MR-Linac systems offer high soft-tissue contrast volumes thanks to the onboard MR-scanner. However, low frequency intensity inhomogeneity artefacts can occur, resulting in signal losses that may affect the image quality (IQ). Various correction strategies have been proposed to reduce such artefacts on high-field MRIs and very limited cases are focused on 0.35T ones. This study aims to outline and assess an image processing pipeline able to enhance the IQ, offering a better visualization of targets and organs at risk (OARs) and a more reliable intensity distribution for the subsequent digital processing, such as auto-segmentation.

0.35T simulation MRIs (ORIG) from 73 prostate cancer patients treated with MR-Linac were collected. The N4 bias field correction (N4ITK), alone or in conjunction with an Adaptive Histogram Equalization filter (N4ITK_AHE), was applied to the images.
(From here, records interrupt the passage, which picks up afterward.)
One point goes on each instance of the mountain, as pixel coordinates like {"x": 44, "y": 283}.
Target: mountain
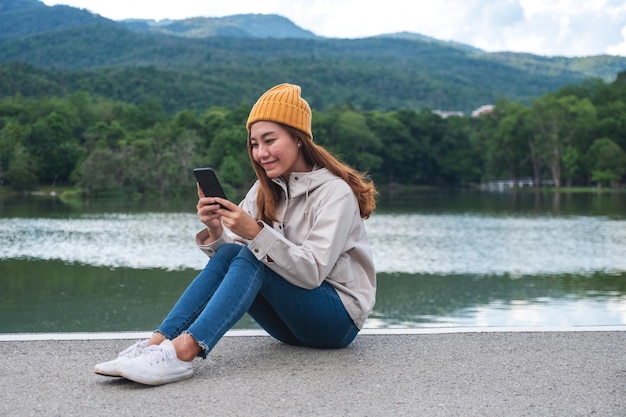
{"x": 239, "y": 26}
{"x": 201, "y": 62}
{"x": 20, "y": 18}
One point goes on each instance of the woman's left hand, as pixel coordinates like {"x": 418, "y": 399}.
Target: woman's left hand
{"x": 237, "y": 220}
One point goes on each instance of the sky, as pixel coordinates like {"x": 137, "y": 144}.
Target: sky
{"x": 573, "y": 28}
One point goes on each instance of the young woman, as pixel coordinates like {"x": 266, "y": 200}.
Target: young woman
{"x": 294, "y": 254}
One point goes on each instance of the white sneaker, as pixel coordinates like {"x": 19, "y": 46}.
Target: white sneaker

Four radiation oncologists with different experience (O1&O2: more than 5 years of experience; O3&O4: less than 5 years) blindly scored 25 randomly selected patients in terms of overall IQ and OARs’ boundaries visibility of the ORIG, N4ITK and N4ITK_AHE images, using a 4-point Visual Grading Analysis scale for the IQ, and a 5-point scale for the OARs. The examined OARs were prostate, bladder, rectum and small bowel. The IQ improvement was also quantitatively evaluated by computing the ratio between the pixels’ intensities standard deviation (σ_ratio) post- and pre-filters application, and the ratio between the Shannon Entropy (SE_ratio) post- and pre-filters application, inside the body.
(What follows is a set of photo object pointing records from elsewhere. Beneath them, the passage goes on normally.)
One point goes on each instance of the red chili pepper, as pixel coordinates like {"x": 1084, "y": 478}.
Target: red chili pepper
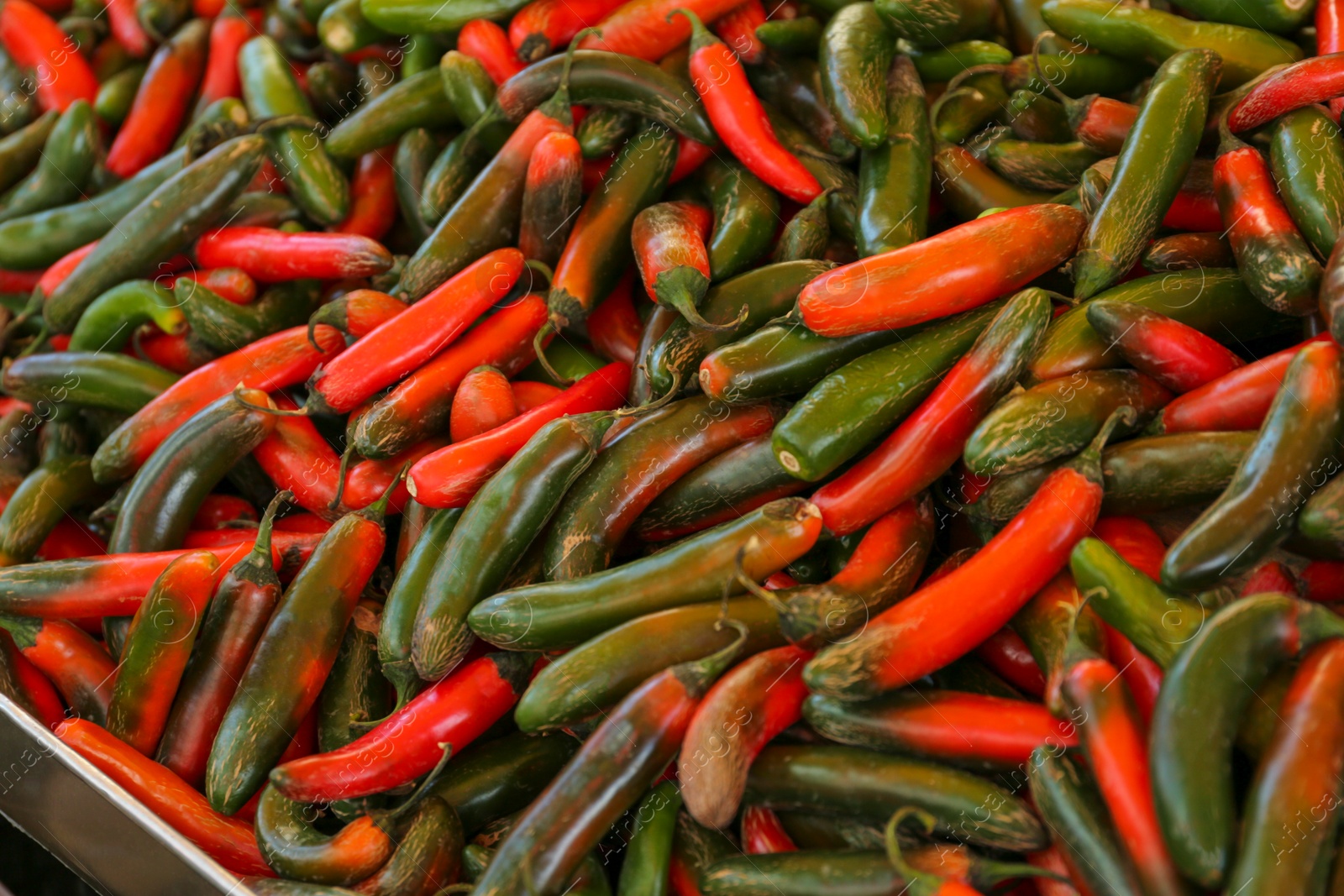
{"x": 450, "y": 476}
{"x": 764, "y": 833}
{"x": 73, "y": 661}
{"x": 42, "y": 696}
{"x": 38, "y": 43}
{"x": 161, "y": 101}
{"x": 486, "y": 42}
{"x": 413, "y": 338}
{"x": 127, "y": 29}
{"x": 947, "y": 620}
{"x": 739, "y": 118}
{"x": 226, "y": 840}
{"x": 738, "y": 716}
{"x": 269, "y": 364}
{"x": 228, "y": 36}
{"x": 643, "y": 29}
{"x": 273, "y": 255}
{"x": 299, "y": 459}
{"x": 1117, "y": 752}
{"x": 1007, "y": 654}
{"x": 421, "y": 403}
{"x": 737, "y": 29}
{"x": 956, "y": 270}
{"x": 232, "y": 284}
{"x": 1236, "y": 401}
{"x": 615, "y": 325}
{"x": 373, "y": 197}
{"x": 544, "y": 24}
{"x": 409, "y": 743}
{"x": 483, "y": 402}
{"x": 1173, "y": 354}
Figure 1 illustrates the effect of filters application on an original image. As shown in Table 1, the application of the N4ITK and N4ITK_AHE with respect to the ORIG resulted mostly in either an improvement or no change of the IQ and the OARs visualization, for all the observers. However, the group O1&O2 scored overall higher as “‘no change/better” compared to the group with less experience. As regards the application of the N4ITK_AHE with respect to the N4ITK, the majority of the scores reflects again no changes or improvements in the rating. From a quantitative perspective, σ_ratio and SE_ratio were both less or equal to 1 for all the 73 patients, with a mean value of 0.72 and 0.93 in the N4ITK/ORIG comparison, respectively, and of 1 in the N4ITK_AHE/N4ITK comparison for both the metrics.

We implemented an image preprocessing pipeline with the aim of facilitating the learning of an automatic segmentation tool without compromising the image visualization for the clinicians. Based on this preliminary work, the N4ITK and N4ITK_AHE application on 0.35T MRIs results mainly in either an improvement or no change of both overall IQ and OARs visualization in clinical practice. Results are also supported by quantitative metrics, showing a decrease in signal dispersion. Future work will investigate the effect of applying this pipeline on the performance of a dedicated AI-based auto-segmentation algorithm.